Digital technology use has been widespread in personal entertainment. DVD players, digital video recorders and CD players all use digital technology. However, most movies are distributed on celluloid film, as has been done since the beginning of the movie industry. That is, movie distributors have been shipping movies on reels of film that are screened in movie theaters all over the United States.
Recently, Hollywood studios have been hoping to reduce movie distribution costs by millions of dollars by shipping movies in digital format. According to http://www.howstuffworks.com, the first big budget movie to be distributed in digital format was George Lucas' Star Wars: Episode II, the Attack of the Clones in May 2002. The movie was shot completely on digital video, but many movie theaters played versions of the movie transferred onto 35mm film because they were not equipped to play the movie in digital format.
The advantage of digital cinema is that it can store large amounts of information in the form that was originally recorded. Also, information in digital form is more durable and does not degrade after each viewing. However, many movie theaters are hesitant to switch to digital projectors, since the transition comes with a price tag of $100,000.
Disney found a new solution to the lack of digital projection equipment in U.S. movie theatres. In June, Disney collaborated with Dolby Laboratories and Industrial Light & Magic, a visual effects company, to install digital movie systems in many theaters. As a result, Disney's Chicken Little is being shown in over 85 American theaters in 3D, taking advantage of digital technology to convey the three-dimensional effects.
Disney's Chicken Little conveys 3D imagery by using double images, a frame for the right eye and another for the left, so that viewers feels they are perceiving depth. According to http://www.cnet.com, since Chicken Little uses digital technology, the idea of depth is conveyed using polarized light. When the viewer puts on 3D glasses with polarized lenses, each eye perceives only half the images displayed by the projector. This makes the viewer believe that meteors and aliens from the movie are coming out of the screen and into the theater.

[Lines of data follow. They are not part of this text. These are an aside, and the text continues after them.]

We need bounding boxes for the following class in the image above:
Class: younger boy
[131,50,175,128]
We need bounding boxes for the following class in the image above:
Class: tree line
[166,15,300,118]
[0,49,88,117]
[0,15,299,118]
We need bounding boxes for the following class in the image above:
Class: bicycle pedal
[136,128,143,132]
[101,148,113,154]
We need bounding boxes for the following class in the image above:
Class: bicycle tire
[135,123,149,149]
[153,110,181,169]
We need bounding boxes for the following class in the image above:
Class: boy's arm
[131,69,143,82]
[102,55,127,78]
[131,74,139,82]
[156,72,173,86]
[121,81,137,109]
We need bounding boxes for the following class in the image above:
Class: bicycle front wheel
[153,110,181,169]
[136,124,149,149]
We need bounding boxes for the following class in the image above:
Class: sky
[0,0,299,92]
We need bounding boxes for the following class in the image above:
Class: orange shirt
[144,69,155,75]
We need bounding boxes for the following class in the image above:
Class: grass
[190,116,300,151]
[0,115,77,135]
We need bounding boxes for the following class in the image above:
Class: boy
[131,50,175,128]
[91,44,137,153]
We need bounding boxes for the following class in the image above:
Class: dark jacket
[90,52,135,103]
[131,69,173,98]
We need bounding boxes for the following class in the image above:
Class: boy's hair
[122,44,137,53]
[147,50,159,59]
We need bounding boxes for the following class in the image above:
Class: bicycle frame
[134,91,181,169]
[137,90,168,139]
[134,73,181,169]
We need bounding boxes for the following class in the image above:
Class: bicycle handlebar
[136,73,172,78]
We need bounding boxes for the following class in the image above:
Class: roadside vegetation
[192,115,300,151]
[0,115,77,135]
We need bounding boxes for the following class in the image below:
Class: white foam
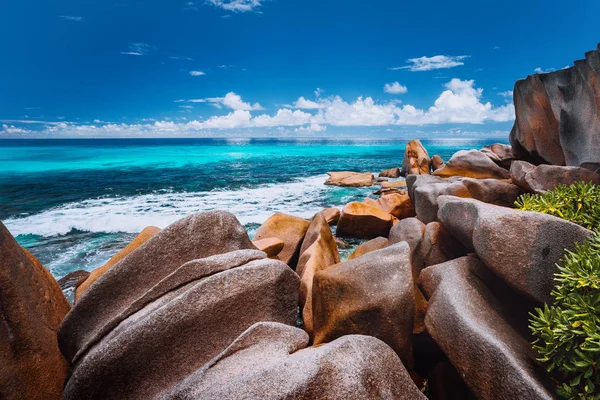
[5,175,365,237]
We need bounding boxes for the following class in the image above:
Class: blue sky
[1,0,599,138]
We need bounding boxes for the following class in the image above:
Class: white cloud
[295,124,327,133]
[384,82,408,94]
[534,67,555,74]
[179,105,194,109]
[1,124,28,134]
[189,92,264,111]
[169,56,195,61]
[314,88,323,97]
[390,55,469,72]
[207,0,262,12]
[498,90,513,103]
[58,15,83,21]
[293,96,327,109]
[120,43,154,56]
[189,70,206,76]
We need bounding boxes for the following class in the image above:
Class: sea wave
[5,175,366,237]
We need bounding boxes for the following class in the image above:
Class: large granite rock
[379,167,401,178]
[348,236,388,260]
[252,237,285,258]
[325,171,375,187]
[61,250,300,400]
[321,207,341,225]
[253,213,311,268]
[59,270,90,303]
[481,143,515,169]
[510,44,600,169]
[296,213,339,336]
[312,243,415,367]
[402,139,431,175]
[363,191,416,219]
[0,222,71,400]
[420,256,555,399]
[437,196,593,303]
[433,150,511,179]
[336,202,396,239]
[75,226,161,302]
[511,160,600,193]
[59,211,257,364]
[161,322,427,400]
[431,155,445,171]
[388,217,426,251]
[407,175,521,223]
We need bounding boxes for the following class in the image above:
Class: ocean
[0,138,507,279]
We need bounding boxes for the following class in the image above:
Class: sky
[1,0,599,138]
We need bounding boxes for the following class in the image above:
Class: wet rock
[0,222,71,400]
[510,160,600,193]
[296,214,339,336]
[433,149,511,179]
[252,237,285,258]
[402,139,431,175]
[161,322,427,400]
[481,143,515,169]
[321,207,341,225]
[312,243,415,367]
[437,196,593,303]
[325,171,374,187]
[379,167,401,178]
[409,175,521,223]
[348,236,388,260]
[75,226,161,302]
[510,45,600,167]
[336,202,396,239]
[363,192,416,220]
[253,213,311,268]
[420,256,555,399]
[62,251,300,400]
[431,155,445,171]
[59,211,257,364]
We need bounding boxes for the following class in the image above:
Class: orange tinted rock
[1,222,71,400]
[363,192,416,220]
[336,202,395,239]
[348,236,388,260]
[381,180,407,189]
[325,171,374,187]
[433,150,510,179]
[321,207,341,225]
[379,167,401,178]
[431,155,445,171]
[312,243,415,367]
[252,237,285,258]
[402,140,431,175]
[75,226,160,302]
[253,213,311,268]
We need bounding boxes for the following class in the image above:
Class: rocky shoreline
[1,44,599,400]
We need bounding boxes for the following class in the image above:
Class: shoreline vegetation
[1,44,599,400]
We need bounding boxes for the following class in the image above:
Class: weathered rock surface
[321,207,341,225]
[510,160,600,193]
[379,167,401,178]
[481,143,515,169]
[325,171,374,187]
[388,217,426,251]
[363,192,416,220]
[408,175,521,223]
[59,211,257,364]
[348,236,389,260]
[380,180,408,189]
[296,214,339,335]
[510,44,600,168]
[431,155,445,171]
[336,202,396,239]
[62,250,300,400]
[402,139,431,175]
[75,226,160,301]
[433,149,511,179]
[420,256,555,399]
[253,213,311,268]
[59,270,90,303]
[161,322,426,400]
[252,237,285,258]
[312,243,415,367]
[0,222,71,400]
[437,196,593,303]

According to Yahoo! News, the National Association of Theater Owners sees this as the "first experiment" for digital cinema, and that many tests are necessary before the use of digital systems will spread to the 36,000 movie screens in the United States.
Many individuals in the movie industry are excited by the recent spread of 3D technology using digital systems. According to http://www.cnet.com, George Lucas has promised to re-release 3D versions of the original Star Wars movies to celebrate the 30th anniversary of the films in 2007. Movie studios are hoping that the added appeal of 3D in theaters will entice viewers and increase lagging box office sales.

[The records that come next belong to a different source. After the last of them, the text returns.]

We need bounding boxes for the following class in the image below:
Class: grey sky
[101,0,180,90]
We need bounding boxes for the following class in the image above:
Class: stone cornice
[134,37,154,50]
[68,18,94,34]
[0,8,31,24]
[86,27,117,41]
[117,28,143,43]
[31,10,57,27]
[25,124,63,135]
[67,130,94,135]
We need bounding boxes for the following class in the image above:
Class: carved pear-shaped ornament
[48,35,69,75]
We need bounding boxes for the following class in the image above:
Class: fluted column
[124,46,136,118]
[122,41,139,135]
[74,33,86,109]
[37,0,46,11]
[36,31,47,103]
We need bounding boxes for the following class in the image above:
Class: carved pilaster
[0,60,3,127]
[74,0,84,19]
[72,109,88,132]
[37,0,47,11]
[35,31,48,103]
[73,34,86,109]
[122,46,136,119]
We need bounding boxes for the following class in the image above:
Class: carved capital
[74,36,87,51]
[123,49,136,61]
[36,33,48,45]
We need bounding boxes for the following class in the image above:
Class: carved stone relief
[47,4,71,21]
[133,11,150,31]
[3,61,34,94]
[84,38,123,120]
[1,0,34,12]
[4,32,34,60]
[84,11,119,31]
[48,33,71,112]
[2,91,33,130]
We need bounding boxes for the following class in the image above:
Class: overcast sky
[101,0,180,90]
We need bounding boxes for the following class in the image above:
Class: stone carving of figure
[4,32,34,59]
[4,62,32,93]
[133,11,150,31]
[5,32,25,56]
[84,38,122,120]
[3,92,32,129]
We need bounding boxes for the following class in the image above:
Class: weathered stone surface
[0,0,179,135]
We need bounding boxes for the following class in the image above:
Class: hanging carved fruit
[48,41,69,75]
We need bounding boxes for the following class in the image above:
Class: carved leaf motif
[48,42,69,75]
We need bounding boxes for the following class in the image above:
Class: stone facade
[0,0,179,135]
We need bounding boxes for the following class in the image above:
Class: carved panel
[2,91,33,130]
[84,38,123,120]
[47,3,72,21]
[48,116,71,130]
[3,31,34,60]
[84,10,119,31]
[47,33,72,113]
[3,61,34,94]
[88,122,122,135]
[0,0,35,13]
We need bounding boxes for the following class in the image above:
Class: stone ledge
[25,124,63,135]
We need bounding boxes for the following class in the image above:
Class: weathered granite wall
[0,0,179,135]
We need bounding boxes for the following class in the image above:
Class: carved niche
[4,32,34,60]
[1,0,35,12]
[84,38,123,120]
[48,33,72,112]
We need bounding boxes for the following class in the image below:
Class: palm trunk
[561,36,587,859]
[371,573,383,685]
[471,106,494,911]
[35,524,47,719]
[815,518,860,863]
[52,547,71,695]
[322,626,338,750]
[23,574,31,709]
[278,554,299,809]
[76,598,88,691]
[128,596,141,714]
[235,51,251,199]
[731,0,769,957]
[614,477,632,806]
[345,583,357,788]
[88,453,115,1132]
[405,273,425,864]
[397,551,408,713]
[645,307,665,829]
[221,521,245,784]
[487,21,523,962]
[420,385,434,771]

Apparently, 3D viewing has boosted the appeal of Chicken Little. Movie viewer John Borland writes of his own experience on http://www.cnet.com
"In a darkened movie theater here in San Francisco, a small chicken with enormous glasses watches anxiously as the sky cracks open above him. For just a moment, I remove my own bright green 3D glasses, and the screen flattens. What had looked like a window out into the animated world blurs slightly and looks more like ordinary, albeit well-animated, computer graphics. I put the glasses back on, and the shattering sky again stretches out to infinity. I can't say much about the actual movie -- I'm only watching about eight minutes of it, after all -- but this new digital 3D technology looks good."